The heater 28 may be, for example, a heater using high temperature steam. The air in the atmosphere is supplied to the air supply pipe 24 by the air blower 26, and is heated to a high temperature via the heater 28. The hot air heated by the heater 28 is sprayed onto the surface of the strip P passing through the drying section through the air injection nozzle 22 to dry the cooling water adhering to the surface of the strip P. [

Thus, the strip P passing through the annealing furnace is cooled while passing through the two cooling water tanks 12, and then the cooling water adhering to the surface of the strip P is dried by the hot air passing through the drying section 20.

Here, the cooling device 100 further includes a heat exchanger for lowering the temperature of the cooling water by heat-exchanging with the cooling water accommodated in the cooling water tank 12.

Thus, even when the thickness and width of the strip P become large, and the load on the cooling and drying is large, the temperature of the cooling water can be sufficiently lowered through the heat exchanger, so that the strip P can be efficiently cooled and dried.

In the present embodiment, the heat exchanger includes a cooling jacket 30 provided in the cooling water tank 12 and formed with a flow passage communicating with the cooling water and feeding the cooling medium into the cooling jacket 30, a refrigerant pipe 30 connected to the inlet of the cooling jacket 30, And a supply pump 34 connected to the refrigerant supply pipe 32 for supplying the refrigerant to the cooling jacket 30.

Various cooling fluids such as air and cooling water may be used as the refrigerant. In the present embodiment, the heat exchanger may be a structure for supplying air at room temperature as a refrigerant. By using air at room temperature as a refrigerant, it is easier to supply and use than other refrigerants, and the heat-exchanged air can be used for drying the strip (P), which is more effective.

The cooling jacket 30 may be installed in all of the cooling water tanks 12, or may be installed only in one cooling water tank 12. The cooling jacket 30 may be installed on the inner side or bottom of the cooling water tank 12. When the cooling jacket 30 is in contact with the cooling water stored in the cooling water tank 12 and is heat-exchangeable, the cooling jacket 30 can be variously modified at the installation position.

The coolant supply pipe 32 is connected to the inlet of the cooling jacket 30 and extends to the outside of the cooling water tank 12 to supply air in the atmosphere to the cooling jacket 30. A supply pump 34 is connected to the refrigerant supply pipe 32 to forcibly supply air. A valve (not shown) is installed at one side of the refrigerant supply pipe 32 to open and close the refrigerant supply pipe 32 when necessary.

As described above, by supplying air at room temperature to the cooling jacket 30, heat exchange is performed between the cooling water accommodated in the cooling water tank 12 and the cooling jacket 30, so that the temperature of the cooling water can be lowered.

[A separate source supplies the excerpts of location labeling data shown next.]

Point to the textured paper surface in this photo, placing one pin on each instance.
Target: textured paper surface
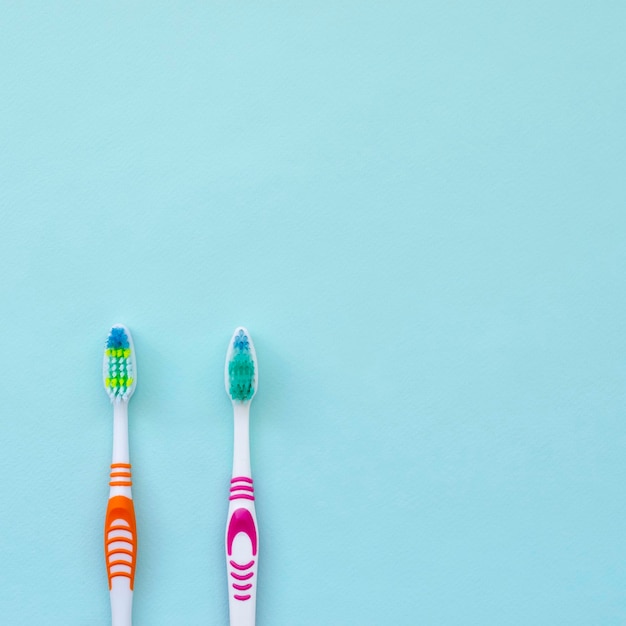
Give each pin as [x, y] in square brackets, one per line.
[418, 211]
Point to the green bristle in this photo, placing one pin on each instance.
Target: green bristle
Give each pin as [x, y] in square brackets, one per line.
[241, 375]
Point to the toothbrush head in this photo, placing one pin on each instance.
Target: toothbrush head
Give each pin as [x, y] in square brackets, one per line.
[241, 372]
[119, 367]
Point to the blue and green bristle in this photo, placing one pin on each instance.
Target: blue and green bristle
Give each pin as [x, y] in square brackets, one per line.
[119, 369]
[241, 369]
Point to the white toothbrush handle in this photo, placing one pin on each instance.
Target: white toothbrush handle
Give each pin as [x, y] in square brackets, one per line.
[242, 536]
[120, 531]
[242, 551]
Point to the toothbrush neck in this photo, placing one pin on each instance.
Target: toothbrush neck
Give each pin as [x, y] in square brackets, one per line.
[241, 447]
[120, 432]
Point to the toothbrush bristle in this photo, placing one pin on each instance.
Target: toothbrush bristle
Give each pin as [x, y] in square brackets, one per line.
[119, 364]
[241, 383]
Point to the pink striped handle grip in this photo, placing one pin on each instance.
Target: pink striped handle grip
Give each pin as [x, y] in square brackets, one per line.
[242, 542]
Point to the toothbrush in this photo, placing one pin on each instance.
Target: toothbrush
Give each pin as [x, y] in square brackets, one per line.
[120, 533]
[242, 537]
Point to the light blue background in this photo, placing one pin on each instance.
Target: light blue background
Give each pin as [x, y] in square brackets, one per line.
[417, 208]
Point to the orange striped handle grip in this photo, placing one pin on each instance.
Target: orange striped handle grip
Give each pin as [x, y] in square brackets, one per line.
[120, 539]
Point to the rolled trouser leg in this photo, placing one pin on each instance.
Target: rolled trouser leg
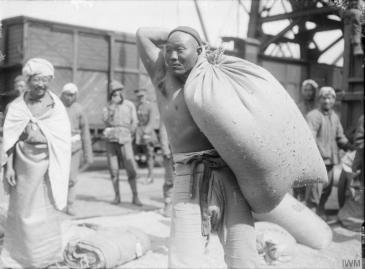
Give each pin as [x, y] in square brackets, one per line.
[302, 223]
[74, 169]
[186, 241]
[131, 168]
[115, 183]
[237, 234]
[168, 179]
[150, 159]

Therefore, the cooling efficiency can be stably maintained without additionally supplying the cooling water into the cooling water tank 12 or reducing the moving speed of the strip P.

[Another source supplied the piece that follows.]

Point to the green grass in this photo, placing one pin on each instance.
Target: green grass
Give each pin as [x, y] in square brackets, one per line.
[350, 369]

In the present embodiment, the heat exchanger is structured to supply refrigerant heat-exchanged with cooling water in the cooling jacket 30 to the air supply pipe 24.

To this end, the cooling device further includes a heating unit connected to the heat exchanger and heating the air supplied to the drying section.

2, the heating unit includes an air pipe 36 connected to the outlet of the cooling jacket 30 and extending to the drying zone and communicating with one side of the air supply pipe 24. As shown in FIG. An open / close valve 38 is provided at one side of the air pipe 36 to open / close the air pipe 36 as needed to supply hot air to the drying section.

The air pipe 36 is connected to one side of the air supply pipe 24 between the air blower 26 and the heater 28 in the drying section.

The temperature of the air supplied to the heater 28 can be increased by supplying air to the air supply pipe 24 through the air piping 36 by exchanging heat with the cooling water through the cooling jacket 30. That is, the air of room temperature is supplied to the heater 28 by the air supply pipe 24 in accordance with the driving of the air blower 26. In this process, high temperature air flows into the air supply pipe 24 through the air piping 36 The temperature of the air supplied to the heater 28 becomes high.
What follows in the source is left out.